As I bumped along the sidewalk under the dark blue shadow of my carriage top, I wiggled my toes delightedly in a warm band of light. The shadows of passing trees rippled over my sunlit legs, and in one corner of the carriage a delicate silky spiderweb sparkled like a jeweled maze. Over the rim of the carriage I saw the dark spars of a telephone pole sailing in the bright blue sky. I also recall a little white cloud, very like a rubber whale I played with in the bathtub. Mama was chattering away in some kind of babytalk that made no sense to me or anyone else and I did my best to drown her out with my pink rattle, on one end of which Tweedledum stood with his arm around Tweedledee. Despite my efforts she managed to communicate to me a sense of intense excitement, as indeed she had been doing all morning long with her fussing and her fidgeting and her endless brushing of my silky locks. Luckily for literary history my senses were immensely alive to the importance of the occasion, that bright August morning.

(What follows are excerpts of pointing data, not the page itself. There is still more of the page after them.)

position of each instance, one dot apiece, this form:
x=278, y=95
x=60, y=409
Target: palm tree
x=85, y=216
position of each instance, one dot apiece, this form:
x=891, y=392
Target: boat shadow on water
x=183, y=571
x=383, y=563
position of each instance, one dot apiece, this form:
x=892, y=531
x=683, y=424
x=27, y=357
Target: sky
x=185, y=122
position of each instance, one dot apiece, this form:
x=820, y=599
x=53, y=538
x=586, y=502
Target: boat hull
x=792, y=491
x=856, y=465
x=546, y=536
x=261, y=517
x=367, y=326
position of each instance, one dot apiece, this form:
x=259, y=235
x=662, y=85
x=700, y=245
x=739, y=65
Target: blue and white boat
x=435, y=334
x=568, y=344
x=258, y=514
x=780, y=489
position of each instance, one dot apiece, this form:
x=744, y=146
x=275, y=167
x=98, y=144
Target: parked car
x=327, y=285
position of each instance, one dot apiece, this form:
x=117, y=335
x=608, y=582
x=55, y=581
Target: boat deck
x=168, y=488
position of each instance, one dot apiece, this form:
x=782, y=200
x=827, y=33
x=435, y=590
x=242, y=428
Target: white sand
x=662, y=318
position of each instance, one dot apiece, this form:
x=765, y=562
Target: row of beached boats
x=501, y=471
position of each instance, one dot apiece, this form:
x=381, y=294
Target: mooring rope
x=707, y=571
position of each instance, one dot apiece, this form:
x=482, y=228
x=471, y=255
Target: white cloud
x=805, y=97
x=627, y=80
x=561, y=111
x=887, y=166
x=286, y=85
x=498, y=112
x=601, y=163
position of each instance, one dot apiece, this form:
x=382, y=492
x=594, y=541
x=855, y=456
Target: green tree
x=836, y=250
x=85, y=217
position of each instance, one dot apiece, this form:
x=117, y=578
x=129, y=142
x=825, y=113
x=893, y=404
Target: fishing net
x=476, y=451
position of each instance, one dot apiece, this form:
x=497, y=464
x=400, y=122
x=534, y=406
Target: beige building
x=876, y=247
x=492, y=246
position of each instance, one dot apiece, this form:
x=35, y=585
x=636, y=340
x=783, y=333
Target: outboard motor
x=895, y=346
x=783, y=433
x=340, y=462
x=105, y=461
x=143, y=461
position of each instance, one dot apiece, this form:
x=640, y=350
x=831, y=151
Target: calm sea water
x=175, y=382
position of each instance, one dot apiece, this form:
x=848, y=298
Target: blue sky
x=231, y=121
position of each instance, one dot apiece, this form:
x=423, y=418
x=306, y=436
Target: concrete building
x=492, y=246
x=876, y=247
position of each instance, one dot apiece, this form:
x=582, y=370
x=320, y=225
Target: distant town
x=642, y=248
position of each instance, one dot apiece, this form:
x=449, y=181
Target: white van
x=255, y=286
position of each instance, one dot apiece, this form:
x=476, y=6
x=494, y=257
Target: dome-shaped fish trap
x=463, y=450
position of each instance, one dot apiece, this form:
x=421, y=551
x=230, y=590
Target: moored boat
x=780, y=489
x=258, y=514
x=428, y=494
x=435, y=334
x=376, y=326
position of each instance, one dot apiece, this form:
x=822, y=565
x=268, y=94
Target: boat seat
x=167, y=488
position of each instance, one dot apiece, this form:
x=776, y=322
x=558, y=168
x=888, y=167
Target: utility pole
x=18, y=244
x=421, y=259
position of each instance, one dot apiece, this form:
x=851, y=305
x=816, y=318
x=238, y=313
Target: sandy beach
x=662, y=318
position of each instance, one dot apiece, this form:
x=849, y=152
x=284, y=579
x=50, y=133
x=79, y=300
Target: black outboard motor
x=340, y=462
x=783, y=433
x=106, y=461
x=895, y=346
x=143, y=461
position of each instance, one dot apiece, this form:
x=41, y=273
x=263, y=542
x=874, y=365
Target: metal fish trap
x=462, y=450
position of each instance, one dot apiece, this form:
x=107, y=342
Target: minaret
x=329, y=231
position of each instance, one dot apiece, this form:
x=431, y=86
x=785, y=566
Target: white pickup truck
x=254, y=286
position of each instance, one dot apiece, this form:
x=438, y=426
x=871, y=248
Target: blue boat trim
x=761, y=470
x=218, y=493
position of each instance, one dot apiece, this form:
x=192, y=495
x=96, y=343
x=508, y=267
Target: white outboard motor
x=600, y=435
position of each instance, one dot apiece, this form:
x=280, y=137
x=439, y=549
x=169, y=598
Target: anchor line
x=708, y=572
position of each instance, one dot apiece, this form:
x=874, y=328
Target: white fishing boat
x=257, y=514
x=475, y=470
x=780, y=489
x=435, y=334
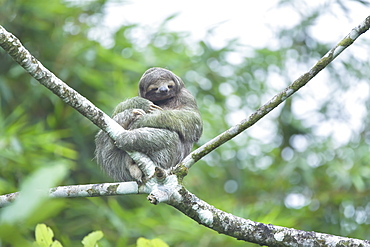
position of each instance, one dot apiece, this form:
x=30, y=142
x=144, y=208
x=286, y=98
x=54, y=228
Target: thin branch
x=277, y=99
x=85, y=190
x=23, y=57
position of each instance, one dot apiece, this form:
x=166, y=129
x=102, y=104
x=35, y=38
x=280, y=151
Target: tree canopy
x=304, y=166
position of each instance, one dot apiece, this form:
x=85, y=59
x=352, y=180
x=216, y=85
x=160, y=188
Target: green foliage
x=143, y=242
x=290, y=169
x=44, y=237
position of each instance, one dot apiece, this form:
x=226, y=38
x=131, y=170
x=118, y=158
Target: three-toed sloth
x=163, y=122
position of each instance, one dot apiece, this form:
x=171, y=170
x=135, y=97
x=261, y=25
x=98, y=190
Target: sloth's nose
x=163, y=89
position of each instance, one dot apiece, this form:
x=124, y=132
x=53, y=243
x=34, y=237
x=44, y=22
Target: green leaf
x=92, y=239
x=143, y=242
x=44, y=235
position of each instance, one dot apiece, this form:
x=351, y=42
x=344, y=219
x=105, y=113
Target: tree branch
x=85, y=190
x=166, y=188
x=278, y=98
x=255, y=232
x=23, y=57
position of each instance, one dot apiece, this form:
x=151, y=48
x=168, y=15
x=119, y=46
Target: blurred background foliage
x=305, y=166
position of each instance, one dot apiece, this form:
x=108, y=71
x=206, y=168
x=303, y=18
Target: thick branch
x=279, y=98
x=255, y=232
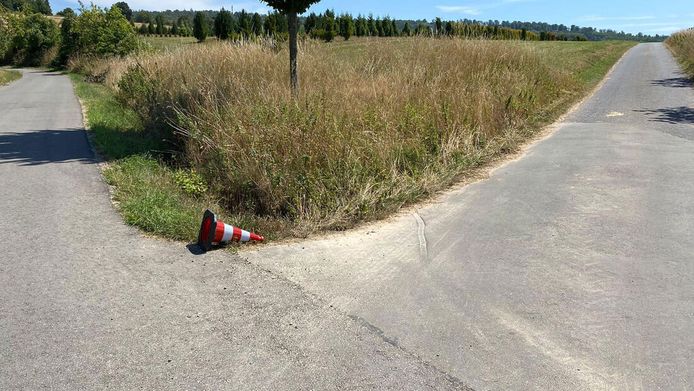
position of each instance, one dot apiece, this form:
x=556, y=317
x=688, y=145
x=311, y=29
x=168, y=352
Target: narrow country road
x=571, y=268
x=87, y=303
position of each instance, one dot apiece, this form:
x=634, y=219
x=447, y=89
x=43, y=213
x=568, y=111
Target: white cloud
x=459, y=9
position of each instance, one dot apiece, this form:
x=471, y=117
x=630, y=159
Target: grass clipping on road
x=380, y=123
x=682, y=45
x=8, y=76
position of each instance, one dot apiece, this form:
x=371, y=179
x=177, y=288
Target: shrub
x=103, y=33
x=28, y=39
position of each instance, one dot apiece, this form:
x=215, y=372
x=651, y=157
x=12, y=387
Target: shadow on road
x=44, y=147
x=675, y=82
x=671, y=115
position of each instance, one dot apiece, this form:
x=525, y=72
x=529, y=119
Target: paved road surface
x=87, y=303
x=569, y=269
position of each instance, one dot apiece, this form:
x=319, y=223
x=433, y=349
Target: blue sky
x=650, y=17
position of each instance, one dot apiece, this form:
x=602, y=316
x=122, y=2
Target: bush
x=27, y=39
x=103, y=33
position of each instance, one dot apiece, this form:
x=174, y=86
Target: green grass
x=8, y=76
x=592, y=59
x=149, y=194
x=159, y=198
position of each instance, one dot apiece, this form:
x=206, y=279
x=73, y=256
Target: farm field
x=380, y=123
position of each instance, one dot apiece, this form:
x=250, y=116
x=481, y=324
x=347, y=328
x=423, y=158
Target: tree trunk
x=293, y=52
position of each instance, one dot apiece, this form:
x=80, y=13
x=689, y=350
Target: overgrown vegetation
x=30, y=38
x=379, y=124
x=682, y=45
x=150, y=195
x=8, y=76
x=178, y=22
x=27, y=39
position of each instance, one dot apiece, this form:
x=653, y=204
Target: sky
x=634, y=16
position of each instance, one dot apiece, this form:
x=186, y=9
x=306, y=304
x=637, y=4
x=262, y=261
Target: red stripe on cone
x=219, y=232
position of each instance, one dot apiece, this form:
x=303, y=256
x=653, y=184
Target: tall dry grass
x=377, y=125
x=682, y=45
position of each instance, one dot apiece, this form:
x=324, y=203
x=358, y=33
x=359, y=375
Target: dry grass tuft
x=379, y=124
x=682, y=45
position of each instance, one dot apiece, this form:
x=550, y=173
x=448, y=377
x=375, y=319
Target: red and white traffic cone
x=216, y=232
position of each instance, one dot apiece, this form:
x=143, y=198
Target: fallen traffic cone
x=216, y=232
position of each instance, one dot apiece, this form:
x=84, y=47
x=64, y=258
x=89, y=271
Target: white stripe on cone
x=229, y=234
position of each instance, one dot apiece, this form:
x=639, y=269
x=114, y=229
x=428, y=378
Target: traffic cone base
x=216, y=232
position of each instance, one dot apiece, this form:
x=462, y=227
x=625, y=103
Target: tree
x=200, y=30
x=66, y=12
x=244, y=24
x=101, y=32
x=223, y=25
x=160, y=24
x=406, y=31
x=449, y=28
x=292, y=8
x=257, y=25
x=329, y=26
x=125, y=10
x=439, y=26
x=346, y=26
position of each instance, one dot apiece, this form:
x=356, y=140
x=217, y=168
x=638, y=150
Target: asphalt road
x=571, y=268
x=87, y=303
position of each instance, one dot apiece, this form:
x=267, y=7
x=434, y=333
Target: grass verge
x=8, y=76
x=682, y=46
x=148, y=193
x=380, y=124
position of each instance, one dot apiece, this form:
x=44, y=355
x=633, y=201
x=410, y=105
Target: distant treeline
x=328, y=25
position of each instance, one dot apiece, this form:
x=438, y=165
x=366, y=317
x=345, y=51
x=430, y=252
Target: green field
x=381, y=123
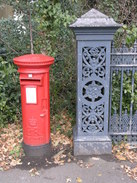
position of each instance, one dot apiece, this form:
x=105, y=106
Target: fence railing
x=123, y=94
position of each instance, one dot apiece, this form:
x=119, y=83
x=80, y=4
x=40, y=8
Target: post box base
x=37, y=151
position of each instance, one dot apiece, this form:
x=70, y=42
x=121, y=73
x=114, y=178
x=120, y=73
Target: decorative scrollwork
x=94, y=61
x=93, y=91
x=93, y=75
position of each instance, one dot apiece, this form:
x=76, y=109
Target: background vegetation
x=51, y=35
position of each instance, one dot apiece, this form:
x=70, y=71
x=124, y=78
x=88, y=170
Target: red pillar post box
x=34, y=83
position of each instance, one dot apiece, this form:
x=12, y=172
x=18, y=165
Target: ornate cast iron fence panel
x=94, y=85
x=123, y=94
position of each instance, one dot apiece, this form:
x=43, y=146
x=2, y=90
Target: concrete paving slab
x=102, y=171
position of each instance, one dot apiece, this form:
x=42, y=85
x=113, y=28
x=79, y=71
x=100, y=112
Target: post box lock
x=43, y=114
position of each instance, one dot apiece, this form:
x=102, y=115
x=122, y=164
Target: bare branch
x=8, y=46
x=31, y=38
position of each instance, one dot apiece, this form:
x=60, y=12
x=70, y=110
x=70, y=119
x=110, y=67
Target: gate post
x=94, y=32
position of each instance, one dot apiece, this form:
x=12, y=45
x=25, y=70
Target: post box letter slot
x=31, y=96
x=33, y=81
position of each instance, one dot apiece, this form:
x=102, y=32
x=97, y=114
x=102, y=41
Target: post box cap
x=33, y=60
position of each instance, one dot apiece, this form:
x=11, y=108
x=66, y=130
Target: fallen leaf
x=78, y=179
x=33, y=172
x=95, y=158
x=68, y=180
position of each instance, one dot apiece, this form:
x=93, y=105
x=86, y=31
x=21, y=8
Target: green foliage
x=56, y=39
x=50, y=20
x=9, y=93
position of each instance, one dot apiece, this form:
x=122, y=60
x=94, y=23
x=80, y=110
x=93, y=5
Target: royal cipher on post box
x=34, y=83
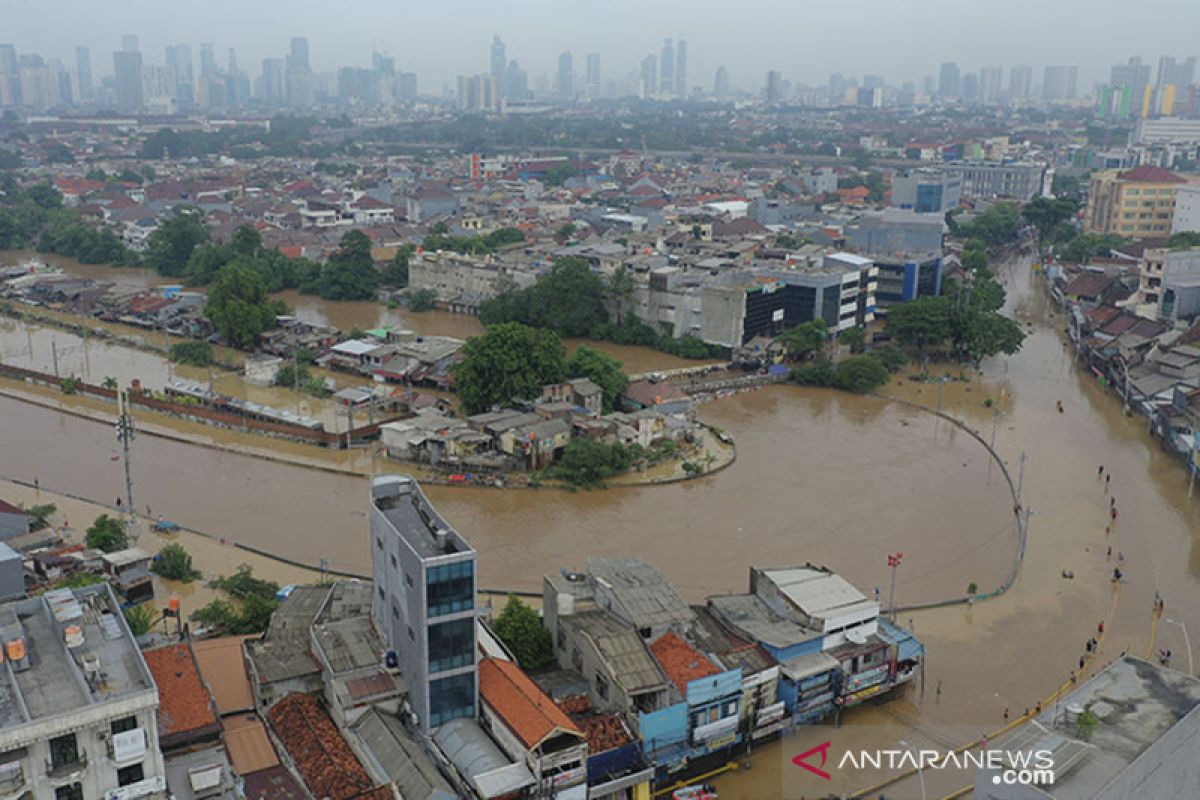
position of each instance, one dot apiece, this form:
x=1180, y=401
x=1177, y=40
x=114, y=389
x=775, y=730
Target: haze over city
x=807, y=42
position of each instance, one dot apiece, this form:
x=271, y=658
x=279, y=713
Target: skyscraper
x=721, y=83
x=948, y=84
x=593, y=74
x=564, y=80
x=424, y=600
x=127, y=78
x=666, y=68
x=1059, y=83
x=499, y=66
x=649, y=76
x=83, y=70
x=682, y=68
x=1020, y=82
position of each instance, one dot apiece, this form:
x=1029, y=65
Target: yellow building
x=1137, y=203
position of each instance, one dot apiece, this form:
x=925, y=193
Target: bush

A sudden stop; a turn to the left; two nasty bumps; and again I was rolling merrily along a sidewalk, but now the blue shadow of the carriage top came down to my ankles, the spiderweb hung limp and gray, smashed by mama’s thumb, and over the carriage rim I saw the familiar top of a bright white door, and over that a triangle of white shingles roofed in red, and over that an endless repetition of white shingles and a piece of window. Another turn, a change from loud concrete to quiet grass, a stop, the gathering arms, and why not skip all that and get to the good part, as Edwin used to say.